18 maddelik anayasa değişiklik teklifi meclise geldiğinde, taraflar arasında sert tartışmalara ve yumruklu kavgalara sebep olmuştu. Mecliste yapılan oylama neticesinde 18 maddelik teklif kabul edilmiş ve böylece referandum yolu açılmıştı. Referandum tarihi belli olduktan sonra Evet ve Hayırcılar gerekçelerini dile getirerek tabanlarını ve kararsız seçmeni etkilemek üzere çalışmalarına başlamışlardı.
Nihayetinde geride bıraktığımız 16 Nisan Pazar günü halk sandık başına giderek tercihini yaptı. Sandıktan “Evet” çıktı. Yeni sistemin yol haritasının nasıl olması gerektiğiyle ilgili düşünceler ortaya konulması gerekirken “Hayır” cephesinin ortaya attığı “mühürsüz zarf kullanımından dolayı seçim geçersiz sayılmalı” tezi tartışmaları beraberinde getirdi. YSK'ya başvuruda bulunuldu; YSK gerekçeleriyle birlikte iptal başvurularını reddetti.

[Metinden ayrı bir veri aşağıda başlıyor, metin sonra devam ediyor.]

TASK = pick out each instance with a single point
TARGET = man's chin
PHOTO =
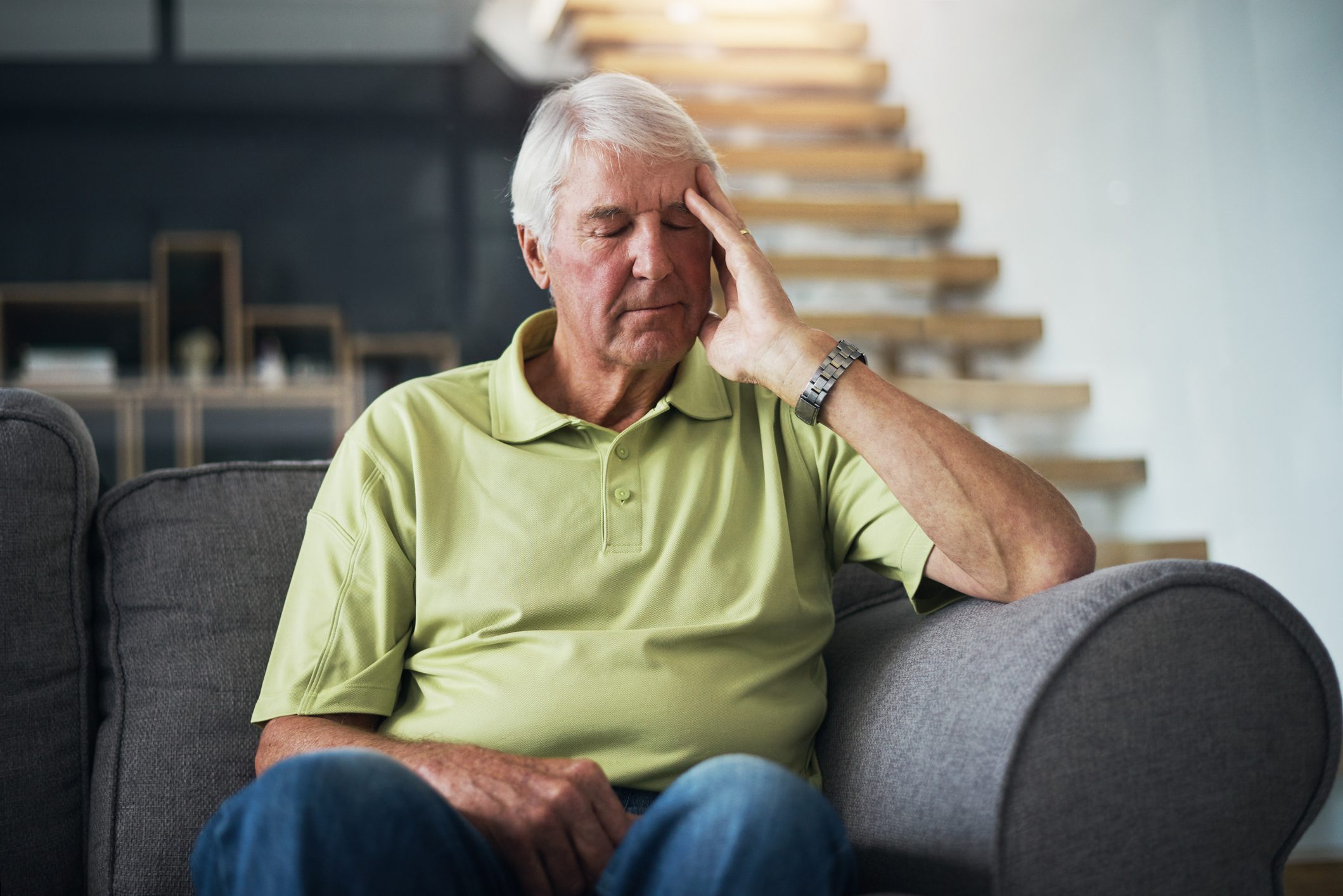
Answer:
(656, 347)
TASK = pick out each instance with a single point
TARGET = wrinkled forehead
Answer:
(602, 183)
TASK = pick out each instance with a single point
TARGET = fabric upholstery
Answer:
(193, 570)
(1159, 727)
(1164, 727)
(49, 484)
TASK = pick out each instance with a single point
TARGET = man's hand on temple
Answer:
(555, 821)
(761, 339)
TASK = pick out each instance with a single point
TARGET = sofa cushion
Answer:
(193, 567)
(49, 483)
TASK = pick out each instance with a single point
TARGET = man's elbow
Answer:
(1063, 566)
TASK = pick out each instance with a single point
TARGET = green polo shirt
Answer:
(481, 568)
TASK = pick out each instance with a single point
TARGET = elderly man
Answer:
(556, 620)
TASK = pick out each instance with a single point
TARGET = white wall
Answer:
(1162, 182)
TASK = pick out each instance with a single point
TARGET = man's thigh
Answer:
(343, 821)
(735, 824)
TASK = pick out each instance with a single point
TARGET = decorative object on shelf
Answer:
(198, 278)
(198, 350)
(269, 368)
(66, 366)
(307, 368)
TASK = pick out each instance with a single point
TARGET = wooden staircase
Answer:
(790, 101)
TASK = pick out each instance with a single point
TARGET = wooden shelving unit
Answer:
(160, 386)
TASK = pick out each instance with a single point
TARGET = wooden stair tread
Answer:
(782, 34)
(963, 330)
(864, 160)
(1111, 554)
(889, 215)
(994, 397)
(1096, 473)
(947, 271)
(800, 70)
(768, 8)
(797, 113)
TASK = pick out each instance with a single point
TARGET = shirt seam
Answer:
(342, 531)
(312, 689)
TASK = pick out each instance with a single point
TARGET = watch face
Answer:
(807, 411)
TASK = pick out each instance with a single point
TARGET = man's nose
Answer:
(650, 252)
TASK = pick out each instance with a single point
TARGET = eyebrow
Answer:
(606, 213)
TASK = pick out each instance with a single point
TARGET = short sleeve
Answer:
(866, 524)
(351, 603)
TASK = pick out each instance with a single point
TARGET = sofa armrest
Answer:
(1160, 727)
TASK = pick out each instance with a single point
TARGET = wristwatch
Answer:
(837, 362)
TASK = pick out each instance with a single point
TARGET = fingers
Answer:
(520, 855)
(724, 231)
(711, 189)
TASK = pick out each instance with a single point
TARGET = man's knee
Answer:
(342, 770)
(316, 788)
(758, 797)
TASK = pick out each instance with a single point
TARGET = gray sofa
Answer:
(1165, 727)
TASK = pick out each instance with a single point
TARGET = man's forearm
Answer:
(998, 520)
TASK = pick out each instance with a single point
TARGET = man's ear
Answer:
(534, 255)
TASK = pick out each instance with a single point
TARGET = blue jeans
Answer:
(356, 821)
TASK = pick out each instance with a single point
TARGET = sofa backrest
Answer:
(191, 573)
(49, 484)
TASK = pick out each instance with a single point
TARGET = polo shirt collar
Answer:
(517, 416)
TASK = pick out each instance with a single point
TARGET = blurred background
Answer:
(1100, 236)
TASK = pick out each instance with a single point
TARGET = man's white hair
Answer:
(610, 109)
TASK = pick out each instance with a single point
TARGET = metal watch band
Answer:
(837, 362)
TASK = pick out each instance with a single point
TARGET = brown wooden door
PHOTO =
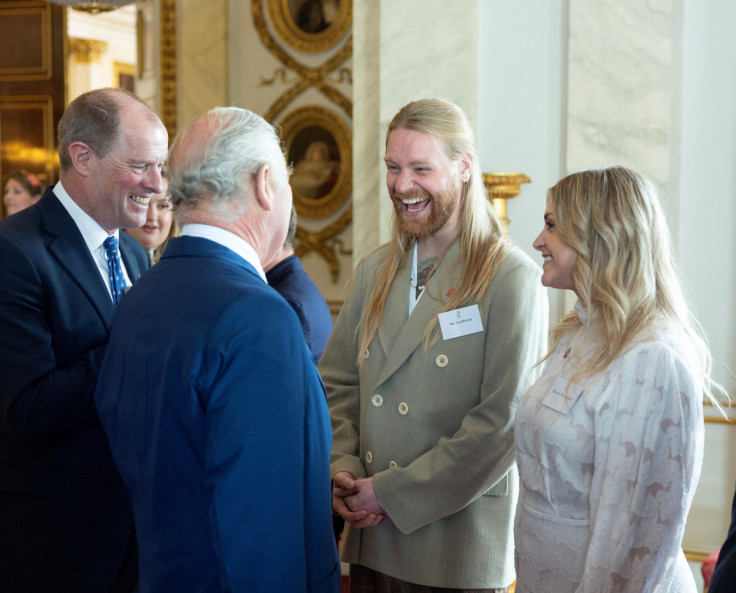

Batı'nın açıkça desteklediği ve akıl hocalığı yaptığı Hayırcılar, sandıktan çıkan sonucu hazmedemediklerinden ve YSK'nın kararını kabul etmediklerinden dolayı savundukları değerlerle çelişerek anti demokratik yöntemlere başvurabileceklerini ifade etmektedirler. Milleti sokağa davet etmeye başladılar bile. Seçimle emellerine ulaşamayacaklarını anladıklarından olsa gerek, üst aklın sırtlarını sıvazlamasıyla kaos çığırtkanlığı yapmaktadırlar.
CHP'nin başını çektiği Hayırcıların sandıktan çıkan Evet sonucunu kabullenmemelerinin perde arkasında, gelecekleriyle ilgili endişe yatmaktadır. En güçlü oldukları zaman, referandum öncesiydi. Onlarca kesimle aynı saftaydılar, Batı bütünüyle lehlerinde kampanya yürütüyordu. Tüm bu hususlara rağmen amaçlarına ulaşamadılar, sandıkta galip gelemediler. Kabullenememelerinin sebebi işte tam da bu. Biliyorlar ki, bundan sonra o güce ve o birlikteliğe ulaşamayacaklar.
Şu anda çıkış yolu olarak sokağı görmektedirler, bu yüzden de tabanlarını direnişe davet edip kaos ortamı oluşturmayı hedeflemektedirler. Sokağa sadece CHP çıkmayacak, irili ufaklı onlarca örgüt de oluşturulmak istenen puslu havadan nemalanmak için sokağa çıkacaktır. OHAL'de olunması, amaçlarına ulaşmayı zorlaştıracaktır; ancak terör eylemleri dahil başka planları devreye koymaktan çekinmeyecek kadar pervasız oldukları da hesaba katılması gerekmektedir.
Yeni sistemde söz haklarının diğer kesimlerle ve toplum içindeki herhangi bir vatandaşla eşit olmasından da rahatsız oldukları bilinmektedir. Yılardır halkın değerleriyle uyuşmayan, dayatmacı, jakoben sistemin icracılarıydılar. Sistemi çıkarları ve ideolojileri doğrultusunda işletmekte, iktidarda olmamalarına rağmen kendilerini ülkenin yegane sahibi görmekte ve millete tepeden bakmaktaydılar. Milletin egemenliğinin anayasal güvence altına alındığı yeni sistemin, kendileri açısından güç kaybına neden olacağını bildiklerinden dolayı seslerini çok fazla çıkarmaktadırlar.
Milleti merkeze almayan ve değerleriyle uyuşmayan vesayet sisteminin geriletileceği ve milletin egemenliğini esas alan yeni bir sistemin oluşturulacağı kaygılarını daha da artırmaktadır. İçte farklı parti ve kesimlerle Cumhurbaşkanı Erdoğan karşıtlığında aynı safta bulunmaları ve dışta ise Batı ülkelerinin sınırsız desteği, öz güven elde etmelerini sağlamakta ve murdar düşüncelerini uygulamaya sevk etmektedir. Ancak söz konusu tüm etkenlere rağmen amaçlarına ulaşamayacaklarını, milletten destek alamayacaklarını ve hesaplarının ters tepeceğini şimdiden söylemek çok zor olmasa gerek.